The event was full of surprises including the keynote speaker.
"Literally everything we use in our lives today is designed to be addictive," said Austin Eubanks.
Eubanks is talking about mental health.
He is a survivor of the Columbine High School massacre and a recovering addict.
"The first time I was inebriated from a narcotic was immediately after the Columbine shooting," said Eubanks.
Eubanks was shot in the library along with fellow classmates.
He says he was in complete shock.
"I was immediately drawn to that feeling because of how effective those substances were on relieving my emotional symptoms," said Eubanks.
Those symptoms are what Wabash Valley hopes to fix.
The company is stepping up their role as a community leader.
"We're going to retool to be intensive, to nonintensive, to have people just check-in and provide the service that they need," said Tom Gilliom.
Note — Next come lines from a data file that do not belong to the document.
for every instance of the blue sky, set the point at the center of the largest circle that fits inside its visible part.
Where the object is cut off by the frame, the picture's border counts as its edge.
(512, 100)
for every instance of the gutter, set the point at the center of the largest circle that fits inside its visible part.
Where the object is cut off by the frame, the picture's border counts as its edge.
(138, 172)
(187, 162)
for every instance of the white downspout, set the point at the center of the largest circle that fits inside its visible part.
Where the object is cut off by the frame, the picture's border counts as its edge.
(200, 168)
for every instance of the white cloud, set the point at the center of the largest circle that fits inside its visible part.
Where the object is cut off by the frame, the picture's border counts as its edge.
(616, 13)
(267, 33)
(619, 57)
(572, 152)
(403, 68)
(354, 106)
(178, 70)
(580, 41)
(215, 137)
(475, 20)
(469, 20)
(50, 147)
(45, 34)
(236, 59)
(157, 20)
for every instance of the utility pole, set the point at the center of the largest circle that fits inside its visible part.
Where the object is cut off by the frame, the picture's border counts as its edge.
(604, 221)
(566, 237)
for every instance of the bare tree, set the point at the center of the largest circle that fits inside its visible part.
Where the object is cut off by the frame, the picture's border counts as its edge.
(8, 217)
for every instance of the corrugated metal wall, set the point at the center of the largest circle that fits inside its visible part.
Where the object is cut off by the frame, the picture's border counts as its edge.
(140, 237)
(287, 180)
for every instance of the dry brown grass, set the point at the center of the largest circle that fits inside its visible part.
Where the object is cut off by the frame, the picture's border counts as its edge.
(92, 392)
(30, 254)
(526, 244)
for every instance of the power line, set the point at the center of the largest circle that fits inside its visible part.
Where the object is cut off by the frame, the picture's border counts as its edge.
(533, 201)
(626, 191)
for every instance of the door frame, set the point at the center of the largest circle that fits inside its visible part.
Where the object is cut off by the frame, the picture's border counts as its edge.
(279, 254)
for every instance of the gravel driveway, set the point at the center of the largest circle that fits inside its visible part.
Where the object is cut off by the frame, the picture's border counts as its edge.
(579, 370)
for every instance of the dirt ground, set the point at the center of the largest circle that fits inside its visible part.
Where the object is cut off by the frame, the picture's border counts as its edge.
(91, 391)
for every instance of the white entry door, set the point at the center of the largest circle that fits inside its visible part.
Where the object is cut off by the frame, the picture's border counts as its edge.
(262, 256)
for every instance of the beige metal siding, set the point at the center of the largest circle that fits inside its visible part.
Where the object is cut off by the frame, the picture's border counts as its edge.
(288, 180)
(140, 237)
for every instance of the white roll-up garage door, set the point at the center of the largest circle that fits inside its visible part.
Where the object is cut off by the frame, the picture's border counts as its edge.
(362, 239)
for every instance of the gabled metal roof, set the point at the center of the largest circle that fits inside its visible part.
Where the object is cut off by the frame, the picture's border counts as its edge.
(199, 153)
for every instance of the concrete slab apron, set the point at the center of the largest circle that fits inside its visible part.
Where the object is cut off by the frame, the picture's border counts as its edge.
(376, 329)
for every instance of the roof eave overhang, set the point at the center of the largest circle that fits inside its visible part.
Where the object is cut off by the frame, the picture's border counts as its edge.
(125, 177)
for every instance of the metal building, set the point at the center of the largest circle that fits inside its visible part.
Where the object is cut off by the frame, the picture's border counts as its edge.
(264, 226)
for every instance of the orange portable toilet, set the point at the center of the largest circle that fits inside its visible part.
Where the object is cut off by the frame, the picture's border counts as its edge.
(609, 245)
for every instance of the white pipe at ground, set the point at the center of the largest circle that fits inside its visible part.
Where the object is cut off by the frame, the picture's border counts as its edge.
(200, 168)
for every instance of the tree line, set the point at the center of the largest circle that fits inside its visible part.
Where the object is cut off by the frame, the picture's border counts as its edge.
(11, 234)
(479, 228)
Gilliom has been CEO for one year, but he says he is ready to help do his part to fix drug addiction.
"Here we are," said Gilliom. "Come in. Whether it's through billboards, public service announcements, through getting the word out to emergency departments and to criminal justice systems we want to be out there to be accepting. The second part is to be quickly accepting, so if somebody says I wanna come in, boom, we get them in the door."
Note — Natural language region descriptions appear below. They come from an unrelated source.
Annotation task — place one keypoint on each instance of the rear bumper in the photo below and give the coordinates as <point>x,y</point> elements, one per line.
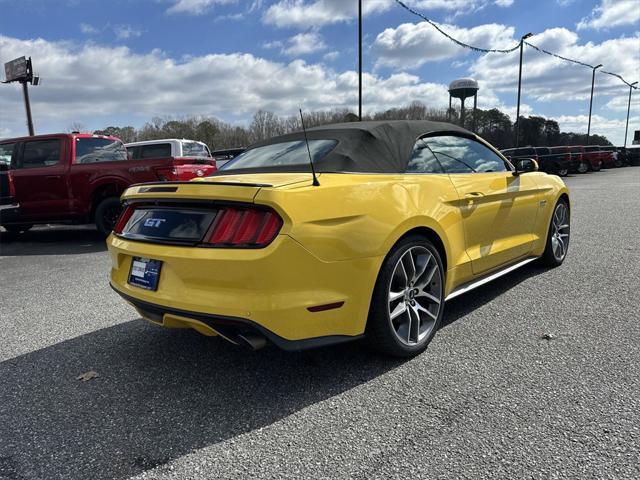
<point>231,327</point>
<point>267,291</point>
<point>9,213</point>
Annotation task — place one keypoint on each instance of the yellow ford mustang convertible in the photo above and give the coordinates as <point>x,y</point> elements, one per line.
<point>401,217</point>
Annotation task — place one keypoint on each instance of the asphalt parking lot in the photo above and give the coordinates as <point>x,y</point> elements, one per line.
<point>533,376</point>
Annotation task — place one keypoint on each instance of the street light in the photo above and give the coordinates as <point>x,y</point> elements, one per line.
<point>360,60</point>
<point>631,85</point>
<point>524,37</point>
<point>593,79</point>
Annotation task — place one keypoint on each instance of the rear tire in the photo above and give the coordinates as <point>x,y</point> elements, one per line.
<point>583,167</point>
<point>408,299</point>
<point>558,235</point>
<point>18,228</point>
<point>561,172</point>
<point>107,214</point>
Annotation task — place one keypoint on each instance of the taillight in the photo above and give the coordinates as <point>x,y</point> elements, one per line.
<point>12,187</point>
<point>243,227</point>
<point>122,221</point>
<point>167,174</point>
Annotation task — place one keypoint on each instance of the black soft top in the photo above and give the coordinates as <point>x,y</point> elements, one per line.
<point>373,147</point>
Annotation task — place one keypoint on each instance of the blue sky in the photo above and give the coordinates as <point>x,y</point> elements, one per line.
<point>123,62</point>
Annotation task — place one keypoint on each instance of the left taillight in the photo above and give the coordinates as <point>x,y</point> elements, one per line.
<point>243,227</point>
<point>124,218</point>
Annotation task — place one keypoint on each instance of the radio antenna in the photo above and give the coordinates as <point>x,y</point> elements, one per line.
<point>316,183</point>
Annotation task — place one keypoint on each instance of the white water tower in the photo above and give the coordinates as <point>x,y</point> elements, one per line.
<point>462,89</point>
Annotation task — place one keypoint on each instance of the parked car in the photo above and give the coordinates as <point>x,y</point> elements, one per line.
<point>547,162</point>
<point>223,156</point>
<point>610,157</point>
<point>182,159</point>
<point>567,162</point>
<point>266,251</point>
<point>68,178</point>
<point>585,161</point>
<point>593,156</point>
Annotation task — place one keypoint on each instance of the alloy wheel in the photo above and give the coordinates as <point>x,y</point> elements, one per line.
<point>560,231</point>
<point>415,295</point>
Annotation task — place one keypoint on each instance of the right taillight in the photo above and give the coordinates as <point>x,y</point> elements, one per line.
<point>124,218</point>
<point>243,227</point>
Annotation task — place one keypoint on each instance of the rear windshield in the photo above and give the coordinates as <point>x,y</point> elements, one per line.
<point>195,149</point>
<point>92,150</point>
<point>281,154</point>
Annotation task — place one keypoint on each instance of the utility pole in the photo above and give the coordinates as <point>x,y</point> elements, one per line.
<point>360,60</point>
<point>524,37</point>
<point>626,129</point>
<point>593,80</point>
<point>21,70</point>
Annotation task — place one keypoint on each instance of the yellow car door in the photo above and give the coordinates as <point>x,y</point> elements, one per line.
<point>498,208</point>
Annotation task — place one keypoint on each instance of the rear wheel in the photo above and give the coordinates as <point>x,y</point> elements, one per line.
<point>558,236</point>
<point>408,299</point>
<point>583,167</point>
<point>18,228</point>
<point>107,214</point>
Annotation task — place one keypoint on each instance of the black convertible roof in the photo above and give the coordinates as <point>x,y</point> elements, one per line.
<point>374,146</point>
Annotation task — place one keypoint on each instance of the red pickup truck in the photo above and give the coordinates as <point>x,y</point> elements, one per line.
<point>69,178</point>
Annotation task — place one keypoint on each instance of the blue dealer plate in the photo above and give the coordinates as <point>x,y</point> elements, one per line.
<point>145,273</point>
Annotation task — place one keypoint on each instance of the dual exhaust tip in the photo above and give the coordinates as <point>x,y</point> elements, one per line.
<point>252,341</point>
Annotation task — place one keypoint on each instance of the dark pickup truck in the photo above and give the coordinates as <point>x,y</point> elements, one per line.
<point>68,178</point>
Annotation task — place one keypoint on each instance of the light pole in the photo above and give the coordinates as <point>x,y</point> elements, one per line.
<point>593,80</point>
<point>524,37</point>
<point>631,86</point>
<point>360,60</point>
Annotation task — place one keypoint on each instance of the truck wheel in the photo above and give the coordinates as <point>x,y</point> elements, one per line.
<point>18,228</point>
<point>107,214</point>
To make finding the door easier for Wabash Valley Alliance the company is debuting all new signage.
It wants to be more visible and offer more educational services.
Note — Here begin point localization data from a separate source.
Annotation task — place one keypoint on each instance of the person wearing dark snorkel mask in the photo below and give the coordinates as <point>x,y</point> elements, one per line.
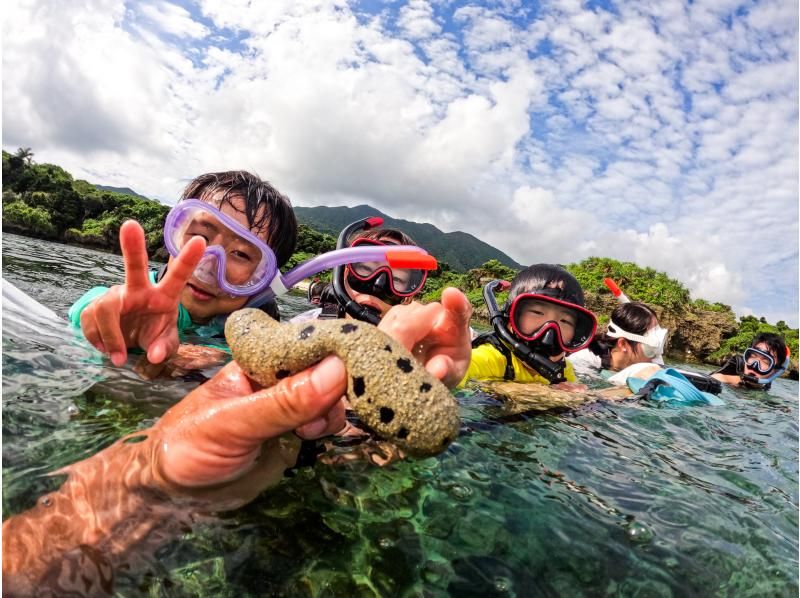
<point>766,359</point>
<point>543,320</point>
<point>367,290</point>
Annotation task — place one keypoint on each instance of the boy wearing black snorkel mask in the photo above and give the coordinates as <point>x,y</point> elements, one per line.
<point>367,290</point>
<point>766,359</point>
<point>543,320</point>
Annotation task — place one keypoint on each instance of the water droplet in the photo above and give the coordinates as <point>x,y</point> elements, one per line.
<point>461,492</point>
<point>638,532</point>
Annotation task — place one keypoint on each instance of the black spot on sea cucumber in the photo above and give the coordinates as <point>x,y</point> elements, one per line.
<point>358,386</point>
<point>135,439</point>
<point>387,415</point>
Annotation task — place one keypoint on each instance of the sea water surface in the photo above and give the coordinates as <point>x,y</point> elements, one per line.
<point>615,499</point>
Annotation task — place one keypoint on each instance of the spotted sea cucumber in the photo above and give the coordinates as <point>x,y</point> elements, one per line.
<point>390,391</point>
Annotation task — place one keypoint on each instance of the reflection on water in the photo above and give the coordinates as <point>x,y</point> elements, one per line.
<point>619,499</point>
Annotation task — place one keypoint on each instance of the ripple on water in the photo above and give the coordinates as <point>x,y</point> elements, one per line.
<point>617,499</point>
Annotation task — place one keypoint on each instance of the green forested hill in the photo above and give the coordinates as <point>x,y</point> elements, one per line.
<point>461,251</point>
<point>44,200</point>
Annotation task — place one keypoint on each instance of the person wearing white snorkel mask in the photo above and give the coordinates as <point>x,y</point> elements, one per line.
<point>632,346</point>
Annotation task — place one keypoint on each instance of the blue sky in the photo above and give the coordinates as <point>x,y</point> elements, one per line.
<point>664,133</point>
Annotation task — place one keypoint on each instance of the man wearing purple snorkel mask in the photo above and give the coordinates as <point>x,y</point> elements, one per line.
<point>227,239</point>
<point>150,308</point>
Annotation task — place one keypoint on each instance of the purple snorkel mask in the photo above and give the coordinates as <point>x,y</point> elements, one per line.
<point>242,265</point>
It echoes exactly what Eubanks says.
"I think the most important part is educating the community and bringing people together," said Eubanks. "Addiction hides in darkness."
The darkness is something both Wabash Valley Alliance and Eubanks say is vital to get out of.
"It is okay to come in for services," said Gilliom. "This problem affects everyone."
"Seek help because there are people who have walked the line before you who can show you the road and there is a better life on the other side," said Eubanks.